Surgical instruments and cardiac transplantation

The GX-3 operating microscope with magnification ranging from 6X to 30X was obtained from Precision Instruments Company (Shanghai, China). The micro-monopole electro-coagulator was originated from Evergreen (Wuhan, China). Microsurgical forceps, scissors, and other surgical instruments were purchased from Jinzhong Medical Instruments (Shanghai, China). The cuffs were made from 24G or 22G intravenous catheters which were 1 mm-long, an external diameter of 0.7 mm, an internal diameter of 0.5 mm for arterial anastomosis, an external diameter of 0.8 mm, and an internal diameter of 0.6 mm for external jugular vein. Intra-abdominal heterotopic cardiac transplantation was performed by anastomosis, as described previously [7], while cervical heterotopic cardiac transplantation was performed by a modified non-suture cuff technique described previously [8]. The mice in FK506 and FK506+SH groups were injected intra-peritoneally with FK506 (Astellas Pharma, Tokyo, Japan) 1 mg/kg/d.

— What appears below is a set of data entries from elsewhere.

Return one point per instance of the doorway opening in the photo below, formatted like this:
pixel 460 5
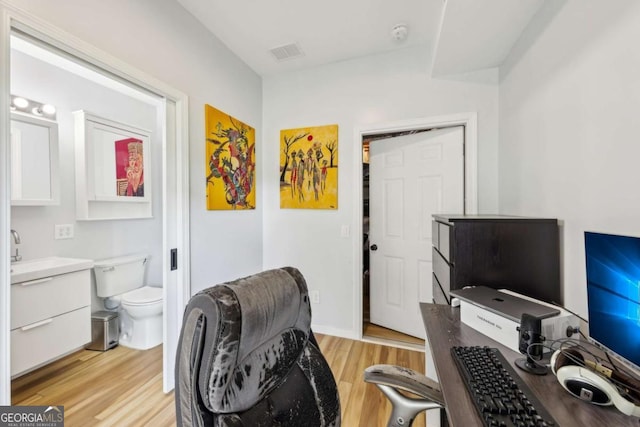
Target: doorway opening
pixel 171 210
pixel 368 330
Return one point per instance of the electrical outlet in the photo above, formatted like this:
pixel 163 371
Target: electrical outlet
pixel 315 297
pixel 63 231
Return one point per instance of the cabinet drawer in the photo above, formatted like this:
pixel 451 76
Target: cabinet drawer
pixel 438 294
pixel 33 345
pixel 442 271
pixel 443 240
pixel 40 299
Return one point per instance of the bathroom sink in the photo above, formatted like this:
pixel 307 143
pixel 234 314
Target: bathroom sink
pixel 34 269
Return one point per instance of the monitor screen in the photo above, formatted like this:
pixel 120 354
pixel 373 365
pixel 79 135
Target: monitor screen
pixel 613 292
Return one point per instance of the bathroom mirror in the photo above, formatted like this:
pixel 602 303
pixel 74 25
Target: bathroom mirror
pixel 34 161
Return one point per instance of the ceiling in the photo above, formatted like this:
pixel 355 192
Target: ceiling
pixel 457 36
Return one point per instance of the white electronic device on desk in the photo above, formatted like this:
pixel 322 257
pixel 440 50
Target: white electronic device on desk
pixel 497 314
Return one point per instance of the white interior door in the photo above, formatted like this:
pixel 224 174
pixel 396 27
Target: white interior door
pixel 410 178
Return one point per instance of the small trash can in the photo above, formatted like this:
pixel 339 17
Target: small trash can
pixel 105 330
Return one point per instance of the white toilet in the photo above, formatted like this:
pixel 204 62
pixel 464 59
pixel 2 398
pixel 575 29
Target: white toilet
pixel 120 281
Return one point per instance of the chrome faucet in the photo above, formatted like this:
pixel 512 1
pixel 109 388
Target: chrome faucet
pixel 16 240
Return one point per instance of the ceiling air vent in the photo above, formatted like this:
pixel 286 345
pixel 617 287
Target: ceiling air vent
pixel 288 51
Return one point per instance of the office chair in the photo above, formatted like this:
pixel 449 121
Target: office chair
pixel 390 378
pixel 247 357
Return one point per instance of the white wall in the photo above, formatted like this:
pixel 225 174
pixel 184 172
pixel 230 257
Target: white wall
pixel 160 38
pixel 43 82
pixel 355 94
pixel 569 102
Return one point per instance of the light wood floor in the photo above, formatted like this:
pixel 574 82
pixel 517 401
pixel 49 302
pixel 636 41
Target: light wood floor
pixel 123 387
pixel 392 337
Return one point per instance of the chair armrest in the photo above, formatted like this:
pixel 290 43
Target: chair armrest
pixel 404 379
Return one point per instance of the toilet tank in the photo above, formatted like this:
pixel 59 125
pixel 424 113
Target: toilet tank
pixel 115 276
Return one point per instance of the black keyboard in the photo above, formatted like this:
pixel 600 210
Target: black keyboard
pixel 498 393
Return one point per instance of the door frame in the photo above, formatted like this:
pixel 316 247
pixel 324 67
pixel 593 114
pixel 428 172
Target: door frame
pixel 470 153
pixel 13 18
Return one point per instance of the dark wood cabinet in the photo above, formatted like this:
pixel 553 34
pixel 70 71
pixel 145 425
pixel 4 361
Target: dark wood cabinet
pixel 521 254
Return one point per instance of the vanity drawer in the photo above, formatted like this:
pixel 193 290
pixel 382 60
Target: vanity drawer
pixel 33 345
pixel 40 299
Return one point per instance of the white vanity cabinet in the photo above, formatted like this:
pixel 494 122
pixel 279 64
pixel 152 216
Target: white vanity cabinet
pixel 50 317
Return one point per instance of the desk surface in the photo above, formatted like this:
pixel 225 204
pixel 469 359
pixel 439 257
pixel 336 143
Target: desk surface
pixel 444 330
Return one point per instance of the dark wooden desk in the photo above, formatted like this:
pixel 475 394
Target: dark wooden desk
pixel 444 330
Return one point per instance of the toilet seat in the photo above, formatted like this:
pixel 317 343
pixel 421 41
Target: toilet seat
pixel 142 296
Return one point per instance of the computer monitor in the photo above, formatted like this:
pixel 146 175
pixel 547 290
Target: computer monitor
pixel 613 292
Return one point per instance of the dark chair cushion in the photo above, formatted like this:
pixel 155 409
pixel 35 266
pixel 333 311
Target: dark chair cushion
pixel 245 356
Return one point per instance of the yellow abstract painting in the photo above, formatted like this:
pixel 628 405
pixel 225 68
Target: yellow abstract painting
pixel 309 168
pixel 231 163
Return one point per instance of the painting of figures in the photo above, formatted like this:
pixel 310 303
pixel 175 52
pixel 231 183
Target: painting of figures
pixel 129 167
pixel 309 168
pixel 231 163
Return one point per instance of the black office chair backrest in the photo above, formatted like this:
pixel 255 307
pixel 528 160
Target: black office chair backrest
pixel 247 357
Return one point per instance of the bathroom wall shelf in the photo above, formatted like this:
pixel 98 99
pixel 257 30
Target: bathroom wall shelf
pixel 113 169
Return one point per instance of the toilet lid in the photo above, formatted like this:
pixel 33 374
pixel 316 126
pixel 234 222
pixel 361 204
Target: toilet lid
pixel 143 295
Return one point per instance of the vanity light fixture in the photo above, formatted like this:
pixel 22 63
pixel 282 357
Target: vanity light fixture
pixel 31 107
pixel 19 102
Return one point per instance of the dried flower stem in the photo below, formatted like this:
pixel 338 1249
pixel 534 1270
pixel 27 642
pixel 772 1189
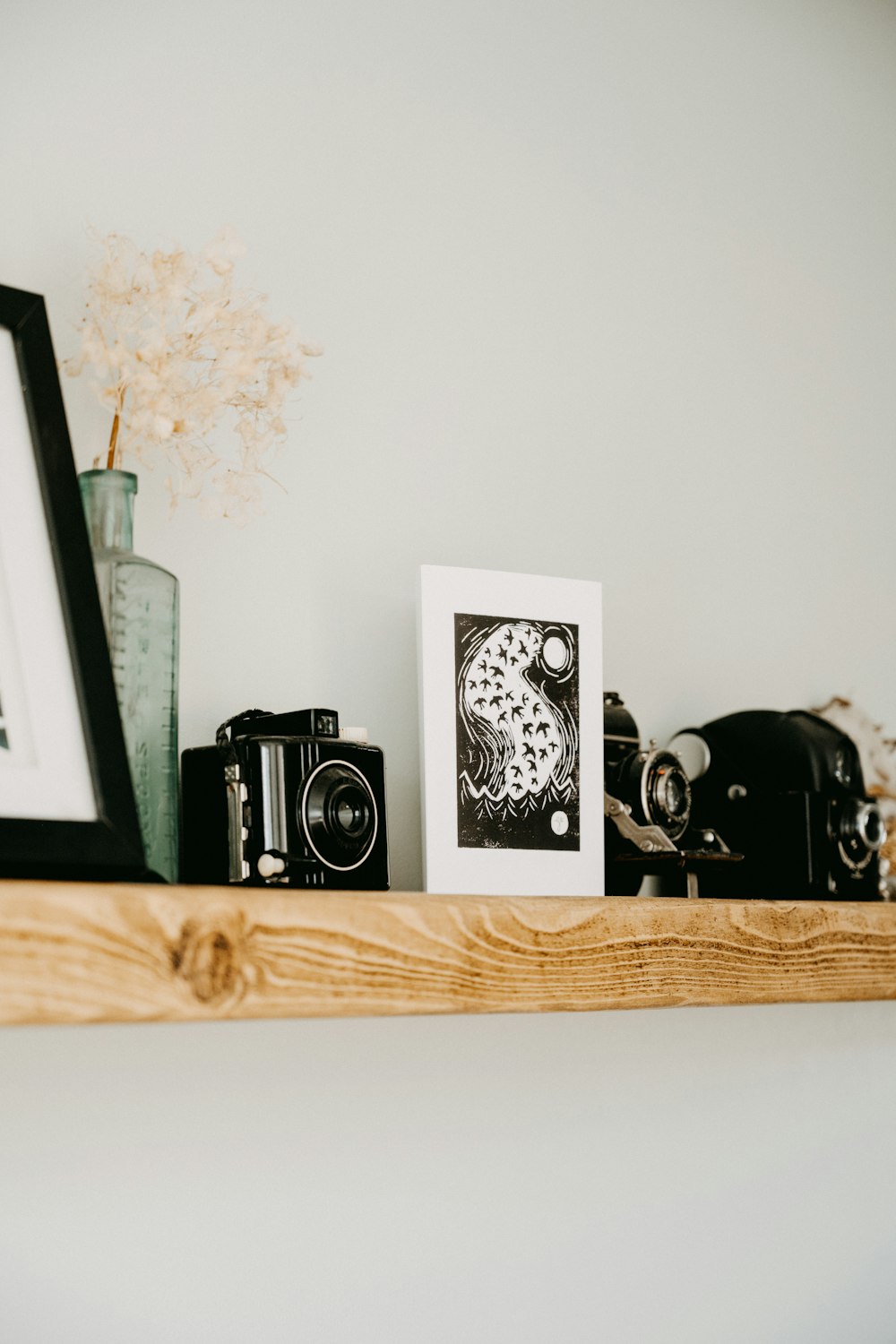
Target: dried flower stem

Cardiac graft survival and evaluation of adhesion area and severity

In a separate group of experiments, mice were assigned to appropriate groups which included: [A] acute rejection (AR) group (BALB/c (H2d) to C57BL/6 (H2b, B6)), [B] acute rejection group+SH, [C] chronic rejection (CR) group (B6(C)-H2bm12/KhEgJ to C57BL/6 (H2b, B6)). [D] chronic rejection group+SH, [E] no rejection (NR) group (C57BL/6 (H2b, B6) to C57BL/6 (H2b, B6)), and [F] no rejection group+SH . All mice were allowed free access to food and water and were observed daily. The cease of heartbeat was defined as the end of functioning of the grafted heart. We monitored the survival of the graft on a daily basis via cervical or abdominal palpation.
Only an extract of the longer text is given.